Mais à présent, Anne avait compris : la mer avait répondu, la mer avait jugé, la mer réclamait cet enfant. En vérité, cette mer était presque comme Dieu ! – Elle demeura un moment toute silencieuse comme une orante. Puis elle détacha de ses membres, lentement, les chaînes et les bijoux de la reine, s’approcha du bord du navire et les jeta dans la mer. Son visage était blanc et immobile comme celle-ci. Elle ne regardait pas la reine, mais fixait seulement la mer de ses yeux. « Je chanterai la berceuse », dit-elle.

Mais à présent, la jeune reine devint soudain inquiète. « Boudoc, pourquoi se sépare-t-elle de mes colliers et de mes bijoux ? », demanda-t-elle anxieusement. « Les chaînes attachent ; je voulais ainsi l’enchaîner à moi. Pourquoi en fait-elle cadeau à la mer ? Cherche-t-elle une liaison avec elle ? »

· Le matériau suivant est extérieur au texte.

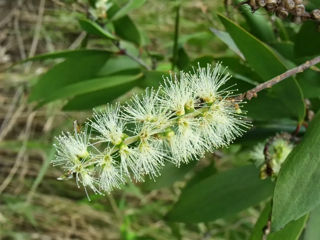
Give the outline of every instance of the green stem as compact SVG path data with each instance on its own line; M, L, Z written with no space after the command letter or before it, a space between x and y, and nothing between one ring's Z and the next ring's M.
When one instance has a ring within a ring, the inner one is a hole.
M174 27L174 38L173 45L173 53L172 56L172 65L171 70L173 70L174 65L176 64L177 55L178 52L178 39L179 37L179 21L180 19L180 5L176 7L176 22Z
M186 118L190 118L192 117L196 117L201 114L204 111L206 111L209 110L210 108L210 107L204 107L200 108L195 110L195 111L191 113L188 113L183 116L183 117ZM180 117L182 116L179 116ZM178 122L177 118L171 119L168 121L169 123L172 125L176 124ZM138 136L133 136L127 138L125 140L123 141L123 143L126 145L129 145L132 143L136 142L139 140L139 138ZM113 149L111 152L111 154L119 150L119 148L117 147L115 147L113 148Z

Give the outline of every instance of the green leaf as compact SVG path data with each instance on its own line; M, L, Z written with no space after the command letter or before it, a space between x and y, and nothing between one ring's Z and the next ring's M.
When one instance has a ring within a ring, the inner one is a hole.
M272 194L274 184L261 180L254 166L216 174L183 191L165 218L170 221L214 221L255 206Z
M305 97L320 96L320 72L308 68L297 74L296 78Z
M269 80L287 71L284 64L265 44L229 19L220 14L218 14L218 16L248 63L264 81ZM248 48L248 46L250 47ZM254 51L252 51L252 49ZM268 96L266 95L267 92ZM270 99L271 96L273 96L272 100ZM291 77L273 85L269 91L265 90L260 92L257 100L255 101L261 104L260 107L265 111L270 108L270 106L273 108L277 107L271 105L268 100L274 103L280 102L285 107L286 112L290 112L287 116L295 117L301 122L305 114L303 99L296 80ZM282 111L281 109L278 110L280 112Z
M180 228L179 227L178 224L170 222L166 223L171 229L172 235L175 237L176 239L177 240L182 240L182 235L180 232Z
M117 39L117 37L106 29L104 29L97 23L90 20L80 19L79 23L82 29L88 33L113 40Z
M107 12L109 19L112 19L120 9L120 8L114 3L112 6ZM112 23L115 28L115 32L117 36L124 40L140 45L141 42L140 32L127 15L126 15L113 21Z
M212 161L207 167L204 168L200 171L196 172L194 176L187 183L187 184L182 191L185 191L189 188L193 186L205 179L217 173L217 170L215 166L214 161Z
M136 61L126 56L120 56L109 59L95 76L122 74L124 72L134 74L140 69L140 66Z
M135 76L111 76L89 79L68 85L48 95L37 108L57 99L91 92L101 89L119 86L123 84L136 80L142 76L142 74Z
M320 111L287 157L274 196L271 226L277 231L320 204Z
M243 1L235 0L235 2L236 4L238 4ZM265 43L276 41L277 39L272 29L271 23L267 20L264 16L266 11L262 8L260 8L255 12L254 14L252 14L251 11L248 11L248 5L242 6L239 7L239 9L241 14L246 20L247 24L250 28L250 32Z
M111 52L68 58L56 65L39 79L29 98L40 100L61 88L93 77L111 55Z
M123 17L130 11L142 6L146 2L146 0L131 0L130 2L112 16L110 21L115 21Z
M232 72L230 73L230 74L236 77L238 77L236 75L240 75L250 79L250 81L249 82L255 84L257 84L258 83L263 82L263 81L260 76L256 73L253 71L251 67L242 63L241 62L241 60L239 58L222 57L216 58L215 60L221 62L223 66L228 67L228 69L226 71L231 70Z
M151 190L171 186L177 181L183 179L197 162L194 160L188 164L182 164L179 167L172 163L168 163L161 170L161 175L157 178L156 181L146 178L142 184L143 188L146 190Z
M310 215L303 240L318 240L320 236L320 205L314 208Z
M263 232L262 229L267 224L269 214L271 211L271 201L266 205L263 211L260 213L249 240L261 240Z
M261 240L262 239L262 229L267 224L271 211L271 204L269 202L260 214L249 240ZM290 222L280 231L269 234L267 239L268 240L298 240L308 219L308 215L303 216L297 221Z
M126 76L128 77L128 76ZM138 85L141 79L128 77L128 81L101 90L78 95L69 101L63 108L65 111L83 110L91 109L97 106L106 104L126 93Z
M287 28L284 26L283 20L278 18L276 18L275 23L276 27L277 28L278 30L279 31L279 36L280 38L284 42L290 41L290 35L288 32ZM271 42L271 41L270 41L268 42L270 43Z
M268 240L298 240L304 228L309 214L306 214L296 221L290 222L283 229L268 236Z
M244 56L238 48L237 45L236 45L234 41L231 38L229 33L222 31L219 31L211 28L210 28L210 30L219 39L224 43L228 46L228 47L232 50L235 53L244 60L245 60Z
M320 53L320 32L316 30L315 23L306 21L297 35L294 42L296 57L313 56Z
M38 60L46 60L47 59L54 59L56 58L78 58L83 57L94 55L100 55L103 54L110 54L112 52L109 51L99 50L98 49L80 49L79 50L67 50L60 52L56 52L44 54L37 55L33 58L27 58L24 60L13 63L10 67L12 68L14 66L19 64L30 61L36 61Z

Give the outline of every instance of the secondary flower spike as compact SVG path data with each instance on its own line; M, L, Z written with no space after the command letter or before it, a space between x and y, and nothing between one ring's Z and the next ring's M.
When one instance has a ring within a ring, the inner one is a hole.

Boudoc répondit du bout des lèvres, qu’à son avis la coutume demandait ce geste, quand on voulait chanter la berceuse bretonne. Mais la jeune reine ne se calma point. « Ainsi elle a partie liée avec la mer, quand elle chante, s’écria-t-elle au comble de l’excitation ; mais la mer est notre ennemie, la mer est cruelle ; elle arrête mon petit enfant malade et nous empêche d’aller à terre. Quel est ce contact, qu’elle a avec la mer » ? Et elle jetait des regards perçants dans les yeux d’Anne de Vitré.

Celle-ci était revenue du bord du navire et resta dans l’ouverture claire obscure de la tente. L’éclat blanc des flots immobiles dessinait par derrière, comme avec un crayon d’argent, sa silhouette : elle restait frêle et d’une âpreté touchante, comme celle de la jeune fille-enfant qu’on avait livrée en son temps aux Britanniques. Il semblait qu’Anne n’avait pas encore pleinement fleuri, bien qu’elle fût dans sa première et tendre maturité. – Comment aurait-elle pu fleurir en terre étrangère ? Sa vie ne s’était-elle pas pour ainsi dire retirée d’elle ? – Et voici que les yeux dans le pauvre visage de la jeune reine prirent une expression de clairvoyance. C’est comme si elle eût vu Anne aujourd’hui pour la première fois.

Pendant ce temps, Boudoc avait fait comprendre aux femmes qu’elles devaient quitter la tente et accompagner dehors leur maîtresse, quand Anne commencerait à chanter. Mais la jeune reine hésitait. « Non, non, dit-elle en se défendant, je ne vais pas dehors ; je reste ici, pendant qu’Anne chante ; je ne laisserai pas mon enfant seul avec elle, puisqu’elle a tout de même une liaison avec la mer. » Ses paroles donnaient l’impression qu’elle avait peur d’Anne de Vitré.

Les femmes essayèrent de sourire. La plus âgée, une parente de la maison royale, se mit à raisonner doucement la jeune princesse : Anne ne voulait que faire ce dont on l’avait instamment priée. Il fallait lui accorder confiance maintenant et se comporter comme la coutume bretonne l’exigeait. Il fallait aussi sortir pour ne pas s’endormir soi-même.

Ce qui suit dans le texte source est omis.